Da meine Walnussschalenfärbung für meine Begriffe ganz gut geworden ist, würd ich auch gern andere Färbungen mit Pflanzen ausprobieren. Aber ich möchte gerne als Beize und Fixierung entweder Gerbstoffe (wie bei der Walnussschale ) verwenden oder Essig - oder etwas ähnlich leicht zu beschaffendes bzw ungiftiges. Klar ist Essigessenz im Auge schon übel und somit nicht völlig harmlos - aber ich will weder Alaun noch Kupfersalze oder so verwenden. Am liebsten etwas, das ich im Garten auskippen KÖNNTE ohne ernsthaft Schaden anzurichten.
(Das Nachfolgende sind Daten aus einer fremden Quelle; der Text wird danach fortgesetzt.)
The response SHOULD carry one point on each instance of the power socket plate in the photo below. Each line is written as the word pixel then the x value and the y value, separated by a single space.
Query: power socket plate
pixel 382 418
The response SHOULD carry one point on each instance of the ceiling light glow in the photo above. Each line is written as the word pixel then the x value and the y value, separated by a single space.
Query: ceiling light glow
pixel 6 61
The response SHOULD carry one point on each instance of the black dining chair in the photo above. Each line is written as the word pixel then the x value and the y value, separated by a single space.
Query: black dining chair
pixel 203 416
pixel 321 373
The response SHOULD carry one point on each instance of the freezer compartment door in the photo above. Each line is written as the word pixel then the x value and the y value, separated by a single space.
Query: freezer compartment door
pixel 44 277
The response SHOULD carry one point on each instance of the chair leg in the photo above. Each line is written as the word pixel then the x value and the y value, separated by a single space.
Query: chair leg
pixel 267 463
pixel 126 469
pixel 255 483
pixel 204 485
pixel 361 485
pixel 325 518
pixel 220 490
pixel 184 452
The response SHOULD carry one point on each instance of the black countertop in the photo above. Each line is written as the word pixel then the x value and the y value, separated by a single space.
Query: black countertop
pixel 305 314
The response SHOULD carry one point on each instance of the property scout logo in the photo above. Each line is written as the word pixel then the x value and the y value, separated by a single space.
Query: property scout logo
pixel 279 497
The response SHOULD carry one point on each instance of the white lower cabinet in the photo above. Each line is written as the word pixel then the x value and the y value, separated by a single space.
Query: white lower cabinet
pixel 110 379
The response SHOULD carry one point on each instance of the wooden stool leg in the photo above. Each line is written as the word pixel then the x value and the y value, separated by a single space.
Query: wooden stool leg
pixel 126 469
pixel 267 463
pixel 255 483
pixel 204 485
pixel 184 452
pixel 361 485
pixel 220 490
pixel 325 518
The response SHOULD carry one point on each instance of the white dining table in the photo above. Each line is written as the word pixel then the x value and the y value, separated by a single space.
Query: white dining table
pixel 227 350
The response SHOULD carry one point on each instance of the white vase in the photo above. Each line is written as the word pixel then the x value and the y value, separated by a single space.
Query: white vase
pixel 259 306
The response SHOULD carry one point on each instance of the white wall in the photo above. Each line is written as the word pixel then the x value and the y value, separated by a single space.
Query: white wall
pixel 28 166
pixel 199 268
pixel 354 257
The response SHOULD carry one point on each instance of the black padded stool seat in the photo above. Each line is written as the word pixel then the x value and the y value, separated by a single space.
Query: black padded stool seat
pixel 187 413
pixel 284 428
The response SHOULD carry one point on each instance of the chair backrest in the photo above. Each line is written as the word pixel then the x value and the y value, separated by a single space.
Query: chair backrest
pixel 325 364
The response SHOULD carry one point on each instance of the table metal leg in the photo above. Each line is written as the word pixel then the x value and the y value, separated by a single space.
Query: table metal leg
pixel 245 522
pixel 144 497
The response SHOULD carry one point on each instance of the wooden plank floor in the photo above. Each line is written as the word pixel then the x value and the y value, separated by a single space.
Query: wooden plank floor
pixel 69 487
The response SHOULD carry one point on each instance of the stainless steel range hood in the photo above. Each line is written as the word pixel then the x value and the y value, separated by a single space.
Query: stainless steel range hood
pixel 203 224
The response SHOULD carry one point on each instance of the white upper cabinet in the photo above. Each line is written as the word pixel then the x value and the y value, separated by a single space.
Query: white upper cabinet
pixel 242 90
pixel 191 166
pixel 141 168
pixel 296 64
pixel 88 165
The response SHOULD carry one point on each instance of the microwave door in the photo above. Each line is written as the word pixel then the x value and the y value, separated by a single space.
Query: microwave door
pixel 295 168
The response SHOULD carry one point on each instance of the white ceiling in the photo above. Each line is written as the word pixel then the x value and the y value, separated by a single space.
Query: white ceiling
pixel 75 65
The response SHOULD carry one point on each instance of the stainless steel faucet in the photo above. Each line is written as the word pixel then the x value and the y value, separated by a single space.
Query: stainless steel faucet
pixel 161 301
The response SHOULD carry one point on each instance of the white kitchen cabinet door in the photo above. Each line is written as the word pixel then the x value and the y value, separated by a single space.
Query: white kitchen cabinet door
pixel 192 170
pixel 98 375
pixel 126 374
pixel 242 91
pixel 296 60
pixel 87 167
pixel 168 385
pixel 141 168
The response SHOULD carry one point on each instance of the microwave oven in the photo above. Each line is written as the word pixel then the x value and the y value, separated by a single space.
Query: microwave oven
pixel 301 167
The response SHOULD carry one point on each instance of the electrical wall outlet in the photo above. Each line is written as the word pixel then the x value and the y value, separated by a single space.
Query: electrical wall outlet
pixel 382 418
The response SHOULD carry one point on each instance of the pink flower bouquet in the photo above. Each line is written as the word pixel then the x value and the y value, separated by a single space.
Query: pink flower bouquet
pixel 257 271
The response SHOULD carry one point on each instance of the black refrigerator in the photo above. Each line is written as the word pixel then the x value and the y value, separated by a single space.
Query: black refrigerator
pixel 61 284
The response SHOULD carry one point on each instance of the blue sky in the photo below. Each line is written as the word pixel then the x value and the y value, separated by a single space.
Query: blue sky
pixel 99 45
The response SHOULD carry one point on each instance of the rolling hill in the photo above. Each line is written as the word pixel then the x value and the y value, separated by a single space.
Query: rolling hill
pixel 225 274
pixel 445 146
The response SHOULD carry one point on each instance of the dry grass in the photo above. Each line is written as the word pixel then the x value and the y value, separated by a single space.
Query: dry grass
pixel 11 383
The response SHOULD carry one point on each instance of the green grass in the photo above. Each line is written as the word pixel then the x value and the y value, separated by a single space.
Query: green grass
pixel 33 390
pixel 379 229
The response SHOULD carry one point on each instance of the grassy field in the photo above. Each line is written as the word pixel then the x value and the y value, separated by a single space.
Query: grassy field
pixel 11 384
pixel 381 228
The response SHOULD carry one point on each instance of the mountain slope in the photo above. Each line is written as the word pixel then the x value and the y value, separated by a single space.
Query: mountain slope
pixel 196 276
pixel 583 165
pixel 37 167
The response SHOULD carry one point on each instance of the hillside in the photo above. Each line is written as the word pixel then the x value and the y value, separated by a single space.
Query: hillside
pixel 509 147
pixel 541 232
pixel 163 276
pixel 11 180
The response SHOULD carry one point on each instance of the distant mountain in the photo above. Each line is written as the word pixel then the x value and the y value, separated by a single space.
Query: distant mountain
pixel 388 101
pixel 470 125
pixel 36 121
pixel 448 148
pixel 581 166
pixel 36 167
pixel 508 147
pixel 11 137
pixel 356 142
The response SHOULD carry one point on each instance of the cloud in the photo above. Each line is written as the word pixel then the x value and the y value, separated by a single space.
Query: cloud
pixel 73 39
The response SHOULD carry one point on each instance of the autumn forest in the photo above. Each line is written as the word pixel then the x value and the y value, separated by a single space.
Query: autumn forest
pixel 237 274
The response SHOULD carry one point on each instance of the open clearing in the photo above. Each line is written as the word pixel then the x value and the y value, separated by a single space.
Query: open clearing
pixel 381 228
Aber natürlich sollen die Farben auch lichtecht, reibeecht und haltbar sein - sonst hab ich keine Wünsche :]
Kann ich zwecks der Gerbstoffe auch grünen Tee verwenden? ( ähm - was machen die Gerbstoffe eigendlich? Beizen sie die Wolle oder konservieren sie die Farben? )
Zum Färben würd ich bevorzugt Efeu, Brennessel, Zwiebelschalen und getrockneten Rainfarn verwenden wollen.
Hat da wer Erfahrungen?
Ach ja - ich hätte auch gern ein warmes Gelb und ein kräftiges grün - geht das mit den genannten Sachen?
Falls ich die Antworten auf meine Fragen im Forum übersehen habe - gebt mir bitte einen Hinweis...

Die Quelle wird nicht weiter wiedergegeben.